Chicago futures market data show that speculators held a fairly large net short sterling position of around 50,000 contracts going into the referendum.
That increased to almost 100,000 contracts in October around the time of the sterling “flash crash”, the biggest net short position in the data’s 20-year history.
It has since shrunk, but never below referendum levels. The latest data show the position at around 65,000 contracts. With the pound at its lowest since October around $1.21, those bearish bets could get bigger.
Bank of America Merrill Lynch’s (BAML) monthly fund manager surveys show that short sterling positions were the largest in the surveys’ history in the months after the referendum, peaking in November. Sterling was also its most undervalued on record in the November survey.

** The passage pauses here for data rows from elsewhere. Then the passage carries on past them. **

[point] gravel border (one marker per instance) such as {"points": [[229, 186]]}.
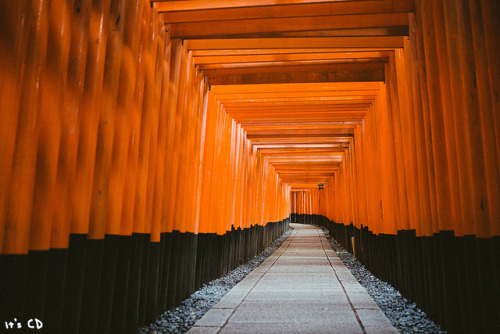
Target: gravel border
{"points": [[402, 313], [183, 317]]}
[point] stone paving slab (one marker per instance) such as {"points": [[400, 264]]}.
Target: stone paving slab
{"points": [[303, 287]]}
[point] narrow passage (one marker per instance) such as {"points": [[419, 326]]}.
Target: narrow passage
{"points": [[302, 288]]}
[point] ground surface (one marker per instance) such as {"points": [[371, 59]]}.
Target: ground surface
{"points": [[404, 315]]}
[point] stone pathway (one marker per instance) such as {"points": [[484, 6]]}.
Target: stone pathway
{"points": [[303, 287]]}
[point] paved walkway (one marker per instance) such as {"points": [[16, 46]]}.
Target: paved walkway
{"points": [[302, 288]]}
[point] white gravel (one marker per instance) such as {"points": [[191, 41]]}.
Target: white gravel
{"points": [[402, 313]]}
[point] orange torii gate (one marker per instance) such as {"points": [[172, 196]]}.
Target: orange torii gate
{"points": [[150, 146]]}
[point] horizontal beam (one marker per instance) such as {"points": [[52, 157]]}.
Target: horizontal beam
{"points": [[290, 57], [191, 30], [296, 43], [297, 74], [212, 13]]}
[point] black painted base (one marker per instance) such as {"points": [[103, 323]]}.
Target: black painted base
{"points": [[120, 283], [455, 280]]}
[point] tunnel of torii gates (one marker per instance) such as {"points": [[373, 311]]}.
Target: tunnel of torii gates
{"points": [[148, 147]]}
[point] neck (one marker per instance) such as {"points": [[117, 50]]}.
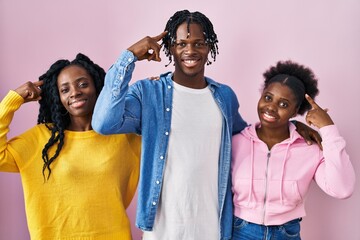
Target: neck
{"points": [[196, 81], [80, 125], [272, 136]]}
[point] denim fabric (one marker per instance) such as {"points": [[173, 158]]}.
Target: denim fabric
{"points": [[243, 230], [145, 108]]}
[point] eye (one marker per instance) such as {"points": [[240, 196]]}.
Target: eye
{"points": [[283, 104], [267, 98], [64, 90], [200, 44], [180, 45], [83, 84]]}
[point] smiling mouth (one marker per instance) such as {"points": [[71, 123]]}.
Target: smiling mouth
{"points": [[268, 117], [77, 103], [190, 62]]}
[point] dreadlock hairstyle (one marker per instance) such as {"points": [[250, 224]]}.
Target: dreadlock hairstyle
{"points": [[52, 113], [300, 79], [190, 17]]}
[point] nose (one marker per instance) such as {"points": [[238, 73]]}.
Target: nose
{"points": [[271, 107], [75, 92], [189, 47]]}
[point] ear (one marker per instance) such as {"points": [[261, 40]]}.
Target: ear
{"points": [[296, 112]]}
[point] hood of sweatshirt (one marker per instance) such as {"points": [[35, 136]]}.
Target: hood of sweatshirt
{"points": [[250, 133]]}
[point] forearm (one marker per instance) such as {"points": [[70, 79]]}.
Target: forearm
{"points": [[335, 175], [108, 117]]}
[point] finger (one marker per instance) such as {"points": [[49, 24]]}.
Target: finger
{"points": [[160, 36], [312, 102], [38, 84]]}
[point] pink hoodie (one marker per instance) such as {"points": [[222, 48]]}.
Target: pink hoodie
{"points": [[270, 186]]}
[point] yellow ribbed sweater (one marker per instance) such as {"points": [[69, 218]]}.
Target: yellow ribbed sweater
{"points": [[92, 182]]}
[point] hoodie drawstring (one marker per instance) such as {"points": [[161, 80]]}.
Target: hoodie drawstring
{"points": [[251, 170], [282, 172]]}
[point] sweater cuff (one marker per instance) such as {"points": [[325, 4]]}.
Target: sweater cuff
{"points": [[13, 99]]}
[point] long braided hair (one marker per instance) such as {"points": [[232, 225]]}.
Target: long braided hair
{"points": [[190, 17], [52, 113]]}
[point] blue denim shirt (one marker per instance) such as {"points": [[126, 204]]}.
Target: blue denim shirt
{"points": [[145, 108]]}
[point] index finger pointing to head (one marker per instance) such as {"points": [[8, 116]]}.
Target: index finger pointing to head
{"points": [[311, 101], [160, 36]]}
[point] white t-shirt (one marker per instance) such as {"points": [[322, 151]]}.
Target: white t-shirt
{"points": [[188, 207]]}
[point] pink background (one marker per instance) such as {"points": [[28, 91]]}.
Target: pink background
{"points": [[322, 34]]}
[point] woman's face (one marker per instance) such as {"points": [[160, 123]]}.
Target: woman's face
{"points": [[77, 92], [190, 51], [276, 105]]}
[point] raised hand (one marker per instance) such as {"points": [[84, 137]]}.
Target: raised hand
{"points": [[317, 116], [148, 48], [30, 91]]}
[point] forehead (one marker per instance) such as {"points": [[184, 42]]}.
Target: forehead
{"points": [[72, 73], [280, 90], [194, 31]]}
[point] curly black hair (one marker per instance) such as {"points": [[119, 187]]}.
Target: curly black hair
{"points": [[300, 79], [52, 113], [190, 17]]}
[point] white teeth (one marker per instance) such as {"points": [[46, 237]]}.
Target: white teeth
{"points": [[268, 116]]}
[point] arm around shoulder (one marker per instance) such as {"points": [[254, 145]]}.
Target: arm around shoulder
{"points": [[336, 174]]}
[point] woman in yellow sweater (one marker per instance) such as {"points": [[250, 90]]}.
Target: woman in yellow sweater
{"points": [[77, 183]]}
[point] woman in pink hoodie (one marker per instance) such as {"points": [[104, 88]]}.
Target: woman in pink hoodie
{"points": [[273, 166]]}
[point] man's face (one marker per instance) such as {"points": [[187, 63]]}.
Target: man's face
{"points": [[190, 51]]}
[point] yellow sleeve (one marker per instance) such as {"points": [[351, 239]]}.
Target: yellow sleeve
{"points": [[8, 106], [135, 147]]}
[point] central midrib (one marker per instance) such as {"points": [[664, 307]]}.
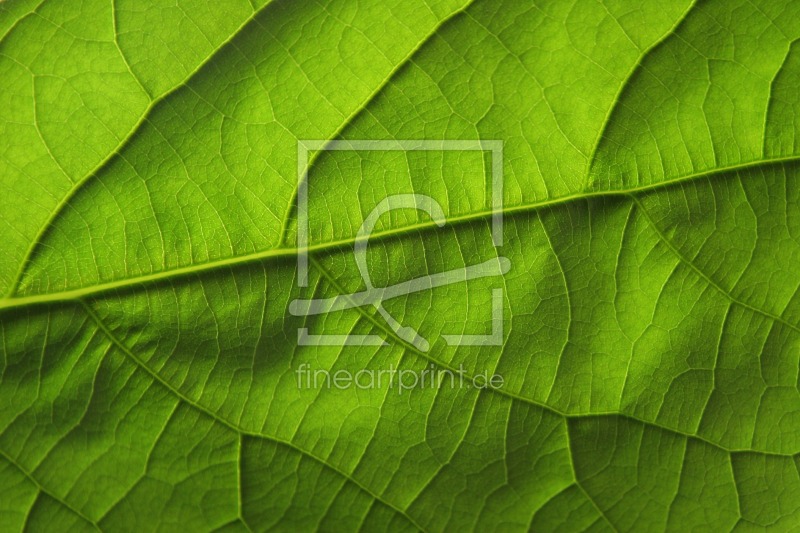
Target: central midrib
{"points": [[285, 253]]}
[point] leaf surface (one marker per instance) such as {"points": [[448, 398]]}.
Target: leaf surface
{"points": [[651, 315]]}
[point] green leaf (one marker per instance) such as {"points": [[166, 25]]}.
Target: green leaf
{"points": [[150, 373]]}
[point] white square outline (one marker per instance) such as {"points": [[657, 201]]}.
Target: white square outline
{"points": [[305, 146]]}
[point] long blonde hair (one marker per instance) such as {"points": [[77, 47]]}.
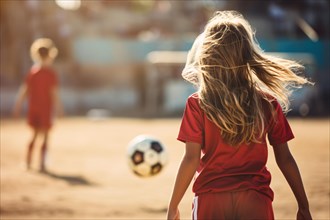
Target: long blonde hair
{"points": [[235, 75]]}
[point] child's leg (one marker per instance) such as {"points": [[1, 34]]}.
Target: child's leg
{"points": [[44, 150], [251, 204], [213, 206], [30, 148]]}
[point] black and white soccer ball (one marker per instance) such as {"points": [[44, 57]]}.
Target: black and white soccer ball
{"points": [[147, 156]]}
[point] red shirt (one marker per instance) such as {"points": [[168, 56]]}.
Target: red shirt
{"points": [[40, 82], [225, 168]]}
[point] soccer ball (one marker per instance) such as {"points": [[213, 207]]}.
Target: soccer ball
{"points": [[147, 156]]}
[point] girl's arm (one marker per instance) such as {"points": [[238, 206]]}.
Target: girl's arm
{"points": [[290, 170], [57, 101], [22, 93], [187, 169]]}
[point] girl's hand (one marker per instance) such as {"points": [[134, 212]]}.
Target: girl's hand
{"points": [[173, 214], [304, 214]]}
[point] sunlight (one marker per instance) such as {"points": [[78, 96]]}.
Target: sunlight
{"points": [[69, 4]]}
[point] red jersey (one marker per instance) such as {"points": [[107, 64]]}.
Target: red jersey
{"points": [[224, 168], [40, 82]]}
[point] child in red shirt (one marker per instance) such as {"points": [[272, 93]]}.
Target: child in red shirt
{"points": [[41, 90], [227, 122]]}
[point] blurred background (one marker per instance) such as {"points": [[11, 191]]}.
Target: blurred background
{"points": [[124, 58]]}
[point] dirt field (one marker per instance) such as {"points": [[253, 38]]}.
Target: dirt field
{"points": [[89, 177]]}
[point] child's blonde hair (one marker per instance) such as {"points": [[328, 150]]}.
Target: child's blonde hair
{"points": [[234, 75], [43, 48]]}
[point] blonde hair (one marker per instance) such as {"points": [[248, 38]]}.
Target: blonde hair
{"points": [[235, 76], [43, 48]]}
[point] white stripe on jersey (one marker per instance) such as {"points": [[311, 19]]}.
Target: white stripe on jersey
{"points": [[195, 208]]}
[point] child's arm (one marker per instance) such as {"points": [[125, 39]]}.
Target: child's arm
{"points": [[290, 170], [187, 169], [22, 93], [57, 101]]}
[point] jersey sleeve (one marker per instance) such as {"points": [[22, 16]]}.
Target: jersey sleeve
{"points": [[191, 129], [280, 130]]}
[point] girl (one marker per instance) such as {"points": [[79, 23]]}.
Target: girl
{"points": [[241, 93], [40, 87]]}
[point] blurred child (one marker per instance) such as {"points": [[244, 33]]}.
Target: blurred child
{"points": [[41, 90], [241, 92]]}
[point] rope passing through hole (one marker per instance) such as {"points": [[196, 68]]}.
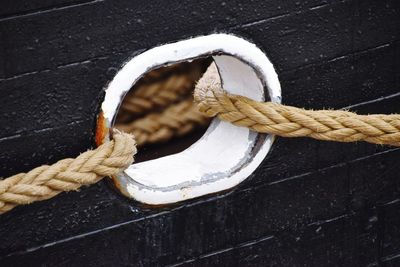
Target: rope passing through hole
{"points": [[287, 121], [211, 100]]}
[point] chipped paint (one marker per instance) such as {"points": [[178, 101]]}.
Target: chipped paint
{"points": [[225, 155]]}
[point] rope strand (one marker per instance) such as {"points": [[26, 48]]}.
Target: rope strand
{"points": [[46, 181], [286, 121]]}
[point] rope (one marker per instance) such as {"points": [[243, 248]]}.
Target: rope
{"points": [[68, 174], [153, 95], [180, 118], [286, 121], [176, 120]]}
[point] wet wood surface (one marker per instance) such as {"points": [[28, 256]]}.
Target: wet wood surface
{"points": [[311, 203]]}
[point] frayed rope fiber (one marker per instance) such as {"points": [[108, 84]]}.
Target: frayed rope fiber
{"points": [[116, 155], [69, 174], [286, 121]]}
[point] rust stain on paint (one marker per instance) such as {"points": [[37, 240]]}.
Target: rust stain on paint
{"points": [[101, 129]]}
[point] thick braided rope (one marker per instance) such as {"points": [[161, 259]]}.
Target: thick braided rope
{"points": [[286, 121], [177, 120], [69, 174], [149, 96]]}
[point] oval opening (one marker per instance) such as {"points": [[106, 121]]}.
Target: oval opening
{"points": [[225, 155], [160, 112]]}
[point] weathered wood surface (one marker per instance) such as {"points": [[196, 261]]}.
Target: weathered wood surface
{"points": [[311, 203]]}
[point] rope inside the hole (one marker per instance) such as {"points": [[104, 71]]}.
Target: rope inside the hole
{"points": [[115, 155]]}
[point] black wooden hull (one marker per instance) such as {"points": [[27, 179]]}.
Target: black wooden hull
{"points": [[311, 203]]}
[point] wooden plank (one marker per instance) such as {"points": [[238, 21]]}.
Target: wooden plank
{"points": [[213, 224], [26, 152], [12, 9], [109, 27]]}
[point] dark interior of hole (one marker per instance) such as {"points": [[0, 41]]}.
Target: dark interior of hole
{"points": [[158, 77]]}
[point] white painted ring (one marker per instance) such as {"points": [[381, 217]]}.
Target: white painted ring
{"points": [[226, 154]]}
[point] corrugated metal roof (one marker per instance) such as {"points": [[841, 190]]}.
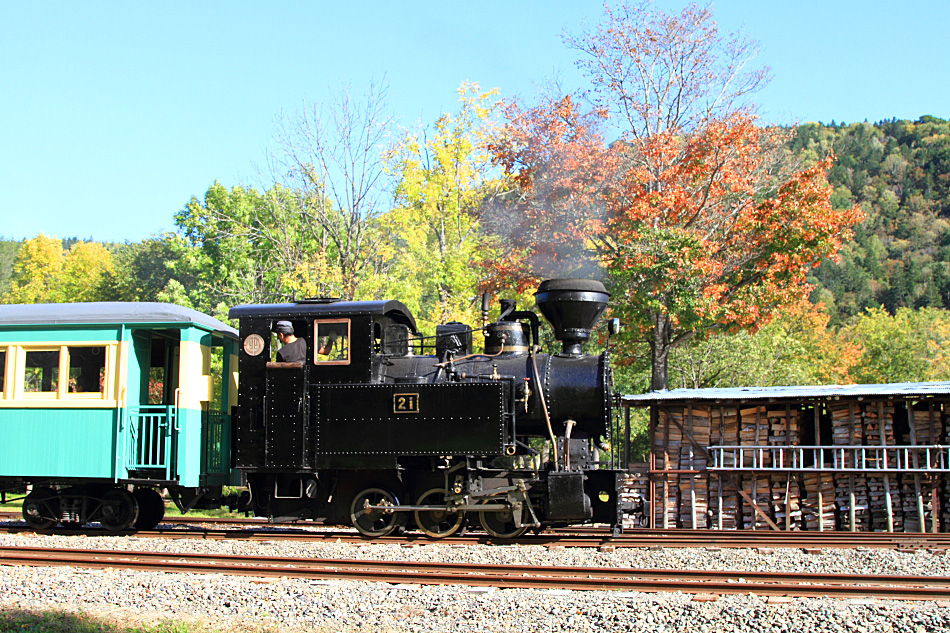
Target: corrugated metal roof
{"points": [[145, 312], [902, 389]]}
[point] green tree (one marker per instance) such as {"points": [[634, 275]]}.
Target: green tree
{"points": [[44, 273], [910, 346], [441, 179], [333, 158]]}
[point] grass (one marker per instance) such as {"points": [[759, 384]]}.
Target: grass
{"points": [[19, 621]]}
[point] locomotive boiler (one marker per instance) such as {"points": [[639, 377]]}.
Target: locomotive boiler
{"points": [[374, 431]]}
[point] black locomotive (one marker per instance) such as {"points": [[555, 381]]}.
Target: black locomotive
{"points": [[370, 432]]}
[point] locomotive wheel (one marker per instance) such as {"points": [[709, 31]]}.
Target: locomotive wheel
{"points": [[151, 508], [375, 523], [500, 524], [437, 523], [41, 508], [119, 510]]}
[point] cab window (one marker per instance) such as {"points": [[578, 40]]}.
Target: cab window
{"points": [[332, 341]]}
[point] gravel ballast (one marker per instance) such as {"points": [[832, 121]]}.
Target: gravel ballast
{"points": [[235, 602]]}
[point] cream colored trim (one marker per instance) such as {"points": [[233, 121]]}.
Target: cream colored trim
{"points": [[194, 379], [13, 394], [9, 370], [56, 403]]}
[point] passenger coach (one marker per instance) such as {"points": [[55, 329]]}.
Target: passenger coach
{"points": [[103, 405]]}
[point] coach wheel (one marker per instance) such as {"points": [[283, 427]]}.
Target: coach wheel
{"points": [[119, 510], [41, 508], [500, 524], [375, 523], [151, 508], [437, 523]]}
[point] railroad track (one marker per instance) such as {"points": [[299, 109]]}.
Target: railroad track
{"points": [[259, 529], [502, 576]]}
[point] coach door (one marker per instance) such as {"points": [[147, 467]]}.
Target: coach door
{"points": [[152, 417]]}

A Reuters poll this month showed that FX analysts are gloomier on sterling now than they were in December.
Currency analysts at HSBC said this week that “fair value” for sterling if there was no Brexit would be around $1.55. A “hard” Brexit, in which immigration controls would take precedence over access to the single market, would see it fall to $1.10.
According to BAML’s fund manager survey in June last year, investors were 23-per-cent underweight UK stocks relative to benchmark. That increased to 27 per cent in July, and fund managers said they were looking to have the largest UK short position since December 2009.
The August survey showed that 53 per cent of those surveyed said Britain was the most favoured equity underweight (UW) over the coming year, by far the biggest single UW position.
That net UW position was 35 per cent relative to their benchmark in November, the biggest since May and approaching levels seen at the height of the global financial crisis when U.S. investment bank Lehman Brothers collapsed in 2008.
It was scaled back in December, but the UK remains the most underweighted region globally for over 9 months, BAML said.
Fund flows data from EPFR show that there have only been a handful of weekly inflows into UK equity funds since the referendum, all of them extremely small. But the pace of outflows since June has been slowing, suggesting sentiment may be improving.
Money managers are gloomy on UK government bonds. Bank of England figures published last week showed that while overseas investors are buying at the fastest pace since comparable records began over 30 years ago, UK investors are selling at the fastest pace ever. Domestic investors’ selling outweighed foreigners’ buying by a rate of nearly 2:1, figures showed.
That’s because domestic investors have been quick to offload their bonds to the BoE, which has been a guaranteed buyer since it resumed quantitative easing bond purchases. Overseas holders, meanwhile, have doubled down on gilt purchases to take advantage of falling prices and because some, such as FX reserve managers, are mandated to keep their sterling reserve levels steady.
In June, UK accounts’ rolling three-month total gilt purchases topped £28-billion. That flipped to £67.7-billion of selling by November, a record.
Overseas investors were buying gilts at the fastest pace on record in November, with the three-month rolling total nudging £40-billion. It was around £12-billion in June.
The 10-year gilt yield is now around 1.35 per cent , roughly where it was on the day of the Brexit referendum. It plunged to a record low 0.55 per cent in August, just around the time the BoE cut interest rates to a record low 0.25 per cent and revived its bond-buying quantitative easing stimulus program.